Patrick: Who are those guys? The coolest kids in America?
Me: That's the pep band.

Zak: Weren't you in the pep band in high school?

Patrick: Hahahah

Patrick: By the way, Germany beat Czech Republic today in the European cup qualifying round!

Way to one-up the SDSU-Wyoming game. Come on now.

The game reaches half time with SDSU down by a few shots. We eat some chips and I do my best to explain a little SDSU tradition.

The second half begins with Zak making the excellent point that I had to pay $8 for the game, yet there are ads every few seconds. Hmmm, I think it's time to start the Dir-ty Pro-gram chant.

Patrick: Wait, who are those guys?

Me: Male cheerleaders.

Patrick: Seriously? (followed by a look questioning everything he ever learned about America)

The game continues with the Cowgirls pulling away a little bit. I'm trying to hide my obvious frustration when Zak cracks, “Is there anyone from Wyoming in Sweden we could hang out with?”
Me: NOW IS NOT THE TIME!

Zak's a good friend though, and gets right back on the SDSU side and gets legitimately excited when they start to rally.

We begin to bust out the Spirit Fingers, which my worldwide friends find ridiculous, but partake in anyway. Zak decides to do the "Anti-Spirit Fingers" and puts his feet in the air, rubbing them together while Wyoming is shooting free throws. AND IT WORKS.

Patrick: Aaron, you need more cowbell.

Me: I don't have on one me.

Patrick: They have cowbells in Bavaria.

State hits a 3 and high fives fill the room.
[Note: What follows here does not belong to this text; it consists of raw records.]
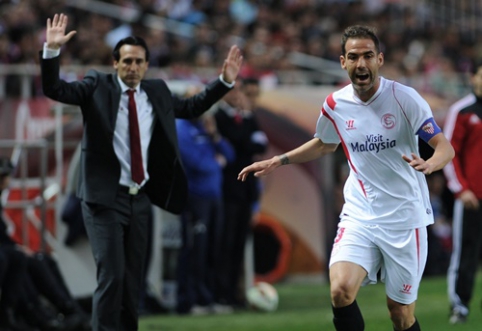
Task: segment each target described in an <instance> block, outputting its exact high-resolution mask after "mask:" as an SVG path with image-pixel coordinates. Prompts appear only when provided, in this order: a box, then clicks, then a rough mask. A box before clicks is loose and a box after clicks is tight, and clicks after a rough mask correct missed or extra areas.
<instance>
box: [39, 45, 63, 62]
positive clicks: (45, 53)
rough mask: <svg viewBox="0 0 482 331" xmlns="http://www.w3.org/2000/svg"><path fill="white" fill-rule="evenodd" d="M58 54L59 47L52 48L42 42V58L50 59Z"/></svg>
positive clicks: (44, 58)
mask: <svg viewBox="0 0 482 331" xmlns="http://www.w3.org/2000/svg"><path fill="white" fill-rule="evenodd" d="M59 55H60V48H59V49H52V48H48V47H47V43H44V50H43V54H42V58H43V59H51V58H54V57H57V56H59Z"/></svg>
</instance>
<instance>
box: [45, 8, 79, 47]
mask: <svg viewBox="0 0 482 331" xmlns="http://www.w3.org/2000/svg"><path fill="white" fill-rule="evenodd" d="M68 21H69V19H68V18H67V15H64V14H60V15H59V14H55V15H54V18H53V19H52V20H50V18H48V19H47V32H46V42H47V47H48V48H51V49H58V48H60V47H61V46H62V45H63V44H65V43H66V42H67V41H69V40H70V38H72V37H73V36H74V35H75V34H76V33H77V31H70V32H69V33H68V34H67V35H66V34H65V29H66V28H67V23H68Z"/></svg>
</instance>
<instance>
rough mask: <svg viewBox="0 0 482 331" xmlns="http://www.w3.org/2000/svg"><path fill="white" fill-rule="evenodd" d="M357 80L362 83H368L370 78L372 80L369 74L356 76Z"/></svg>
mask: <svg viewBox="0 0 482 331" xmlns="http://www.w3.org/2000/svg"><path fill="white" fill-rule="evenodd" d="M355 77H356V79H358V80H359V81H360V82H364V81H367V80H368V79H369V78H370V75H369V74H366V73H364V74H356V76H355Z"/></svg>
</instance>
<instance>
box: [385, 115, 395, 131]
mask: <svg viewBox="0 0 482 331" xmlns="http://www.w3.org/2000/svg"><path fill="white" fill-rule="evenodd" d="M395 123H396V120H395V115H392V114H385V115H383V116H382V125H383V127H384V128H385V129H393V128H394V127H395Z"/></svg>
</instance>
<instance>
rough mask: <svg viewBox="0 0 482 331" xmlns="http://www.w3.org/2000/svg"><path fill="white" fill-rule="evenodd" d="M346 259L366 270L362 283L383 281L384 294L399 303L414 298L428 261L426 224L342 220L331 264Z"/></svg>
mask: <svg viewBox="0 0 482 331" xmlns="http://www.w3.org/2000/svg"><path fill="white" fill-rule="evenodd" d="M340 261H348V262H352V263H355V264H358V265H360V266H361V267H362V268H363V269H365V270H366V271H367V273H368V274H367V277H366V278H365V280H364V281H363V283H362V286H364V285H367V284H376V283H377V275H378V272H379V271H380V280H381V281H382V282H384V283H385V292H386V294H387V296H388V297H389V298H390V299H392V300H394V301H396V302H399V303H402V304H411V303H412V302H414V301H416V300H417V293H418V288H419V285H420V281H421V279H422V275H423V270H424V268H425V263H426V262H427V228H426V227H422V228H418V229H410V230H389V229H385V228H381V227H379V226H376V225H375V226H374V225H362V224H359V223H356V222H353V221H351V220H342V221H340V223H339V224H338V232H337V235H336V238H335V240H334V243H333V249H332V253H331V257H330V267H331V265H333V264H334V263H335V262H340Z"/></svg>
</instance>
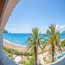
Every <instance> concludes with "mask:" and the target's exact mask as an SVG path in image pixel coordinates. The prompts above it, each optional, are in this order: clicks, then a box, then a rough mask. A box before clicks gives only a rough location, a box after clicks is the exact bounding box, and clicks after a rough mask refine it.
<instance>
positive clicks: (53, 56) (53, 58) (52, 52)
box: [52, 44, 55, 62]
mask: <svg viewBox="0 0 65 65" xmlns="http://www.w3.org/2000/svg"><path fill="white" fill-rule="evenodd" d="M54 53H55V48H54V45H53V44H52V62H54Z"/></svg>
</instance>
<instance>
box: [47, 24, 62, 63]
mask: <svg viewBox="0 0 65 65" xmlns="http://www.w3.org/2000/svg"><path fill="white" fill-rule="evenodd" d="M47 34H48V35H49V39H48V43H50V44H51V46H52V62H54V54H55V46H57V47H58V48H59V49H60V50H61V48H60V44H59V43H60V36H59V34H60V33H59V32H58V31H57V30H56V26H55V25H51V26H49V29H48V30H47Z"/></svg>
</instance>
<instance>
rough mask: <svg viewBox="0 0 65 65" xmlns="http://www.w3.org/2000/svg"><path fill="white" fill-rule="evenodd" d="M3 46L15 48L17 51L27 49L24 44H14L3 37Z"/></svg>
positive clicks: (12, 42)
mask: <svg viewBox="0 0 65 65" xmlns="http://www.w3.org/2000/svg"><path fill="white" fill-rule="evenodd" d="M3 46H4V47H6V48H12V49H16V50H18V51H19V52H25V51H26V50H27V47H26V46H23V45H20V44H15V43H13V42H10V41H8V40H6V39H3Z"/></svg>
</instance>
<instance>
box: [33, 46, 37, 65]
mask: <svg viewBox="0 0 65 65" xmlns="http://www.w3.org/2000/svg"><path fill="white" fill-rule="evenodd" d="M34 55H35V63H34V65H37V47H36V46H35V47H34Z"/></svg>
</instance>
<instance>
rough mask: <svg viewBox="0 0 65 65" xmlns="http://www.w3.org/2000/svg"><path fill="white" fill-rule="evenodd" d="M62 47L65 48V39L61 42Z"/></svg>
mask: <svg viewBox="0 0 65 65" xmlns="http://www.w3.org/2000/svg"><path fill="white" fill-rule="evenodd" d="M61 46H62V48H64V47H65V39H64V40H62V41H61Z"/></svg>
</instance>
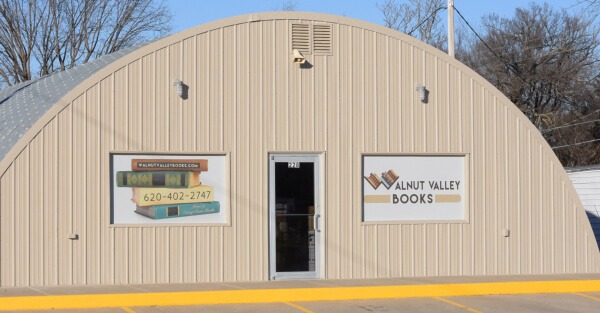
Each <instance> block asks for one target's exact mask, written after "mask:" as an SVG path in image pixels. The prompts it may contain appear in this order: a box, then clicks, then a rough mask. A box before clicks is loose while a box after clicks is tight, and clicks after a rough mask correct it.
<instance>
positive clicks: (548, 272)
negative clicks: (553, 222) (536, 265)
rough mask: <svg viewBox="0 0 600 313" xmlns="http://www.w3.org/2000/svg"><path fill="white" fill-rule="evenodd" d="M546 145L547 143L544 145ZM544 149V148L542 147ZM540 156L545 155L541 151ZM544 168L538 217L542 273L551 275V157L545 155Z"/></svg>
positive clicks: (551, 222) (552, 206)
mask: <svg viewBox="0 0 600 313" xmlns="http://www.w3.org/2000/svg"><path fill="white" fill-rule="evenodd" d="M543 144H544V145H545V144H546V143H545V142H544V143H543ZM540 148H543V147H540ZM540 154H543V152H542V151H540ZM542 162H543V167H542V175H543V177H542V180H541V181H542V188H543V189H542V191H541V204H542V206H541V210H540V212H539V214H540V215H538V216H539V217H538V218H539V219H540V221H541V223H542V224H541V225H540V227H541V238H540V243H539V244H540V246H541V247H542V251H541V261H542V264H541V265H542V273H551V271H552V267H553V264H552V263H553V260H554V258H553V252H554V251H553V249H552V246H553V244H554V241H555V238H554V234H553V226H554V223H553V222H552V215H553V214H552V213H553V211H554V204H553V201H552V199H553V197H552V195H551V194H550V192H551V190H552V185H553V184H554V175H553V174H554V171H553V168H552V167H553V162H552V161H550V157H549V155H545V156H544V158H543V160H542Z"/></svg>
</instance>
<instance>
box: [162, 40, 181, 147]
mask: <svg viewBox="0 0 600 313" xmlns="http://www.w3.org/2000/svg"><path fill="white" fill-rule="evenodd" d="M181 46H182V44H181V42H178V43H175V44H172V45H170V46H169V54H168V58H167V60H168V61H167V68H168V76H167V77H168V78H169V81H167V84H168V87H167V88H165V89H166V93H167V95H168V99H169V102H168V108H169V128H168V132H169V150H170V151H182V150H183V137H184V128H183V114H184V109H183V106H184V100H183V99H181V97H179V96H178V95H177V93H176V92H175V88H174V86H173V81H174V80H177V79H178V80H181V74H182V67H183V66H182V62H183V60H182V53H183V52H182V50H183V49H182V47H181Z"/></svg>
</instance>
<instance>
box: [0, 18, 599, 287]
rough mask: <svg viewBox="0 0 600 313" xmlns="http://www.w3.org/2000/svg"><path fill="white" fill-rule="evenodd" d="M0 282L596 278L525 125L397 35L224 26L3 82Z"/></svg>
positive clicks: (352, 19) (312, 28)
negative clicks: (33, 77) (14, 85)
mask: <svg viewBox="0 0 600 313" xmlns="http://www.w3.org/2000/svg"><path fill="white" fill-rule="evenodd" d="M0 160H1V161H0V285H1V286H50V285H80V284H90V285H95V284H140V283H142V284H145V283H183V282H216V281H261V280H269V279H290V278H317V279H337V278H374V277H378V278H385V277H406V276H444V275H505V274H549V273H585V272H598V271H599V269H600V259H599V256H600V255H599V253H598V247H597V246H596V242H595V240H594V235H593V233H592V230H591V227H590V223H589V221H588V220H587V217H586V215H585V211H584V209H583V207H582V205H581V203H580V201H579V199H578V197H577V194H576V193H575V191H574V189H573V186H572V184H571V183H570V181H569V179H568V178H567V175H566V174H565V171H564V169H563V168H562V166H561V164H560V162H559V161H558V160H557V158H556V157H555V155H554V153H553V152H552V150H551V149H550V147H549V146H548V145H547V144H546V142H545V141H544V139H543V138H542V136H541V135H540V134H539V132H538V131H537V130H536V129H535V127H534V126H533V125H532V124H531V123H530V122H529V121H528V119H527V118H526V117H525V116H524V115H523V114H522V113H521V112H520V111H519V110H518V109H517V108H516V107H515V106H514V105H513V104H512V103H510V101H509V100H508V99H507V98H506V97H505V96H503V95H502V94H501V93H500V92H499V91H498V90H496V89H495V88H494V87H493V86H492V85H491V84H489V83H488V82H486V81H485V80H484V79H483V78H481V77H480V76H479V75H477V74H476V73H475V72H473V71H472V70H470V69H469V68H467V67H466V66H464V65H463V64H460V63H459V62H457V61H456V60H454V59H452V58H450V57H449V56H447V55H446V54H444V53H442V52H441V51H438V50H436V49H434V48H432V47H430V46H427V45H425V44H424V43H422V42H418V41H416V40H415V39H413V38H411V37H409V36H407V35H404V34H401V33H398V32H396V31H393V30H390V29H387V28H384V27H381V26H377V25H373V24H369V23H365V22H361V21H357V20H353V19H349V18H344V17H339V16H330V15H322V14H312V13H299V12H277V13H264V14H253V15H246V16H240V17H234V18H229V19H225V20H220V21H216V22H212V23H208V24H205V25H201V26H198V27H196V28H193V29H190V30H187V31H184V32H181V33H178V34H175V35H172V36H170V37H167V38H164V39H161V40H159V41H156V42H153V43H150V44H148V45H146V46H143V47H141V48H139V49H135V50H129V51H122V52H118V53H116V54H112V55H108V56H105V57H102V58H100V59H99V60H96V61H94V62H92V63H90V64H86V65H82V66H79V67H77V68H75V69H72V70H69V71H66V72H62V73H58V74H54V75H51V76H49V77H43V78H40V79H37V80H34V81H32V82H28V83H25V84H22V85H17V86H14V87H11V88H10V89H7V90H5V91H3V92H2V93H1V94H0Z"/></svg>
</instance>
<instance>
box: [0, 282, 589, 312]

Zak is referring to Megan Vogel in casual conversation as if he's known her for years. "Man, if the refs would quit calling random fouls on Vogel she could really take over."

Camera pans over crowd.

Patrick: So this is America?

Zak: Um...are they lassoing?

Patrick: Wow.

Zak's suggestion: If they keep calling fouls on Vogel she should earn one and just punch someone in the face.

Haha, fair enough.

Muckenhurst hits a 3.

Zak: Her name alone deserves three points. Veridgan does a good job of running the point.

Patrick: The what?

The game ultimately ends in the favor of the opponent, though the Jackrabbits held their own against 11,000 rabid fans.

Patrick: You'll get them next time.

Though it was a few weeks ago, I just thought I'd say nice job, Jackrabbits. The whole world is proud.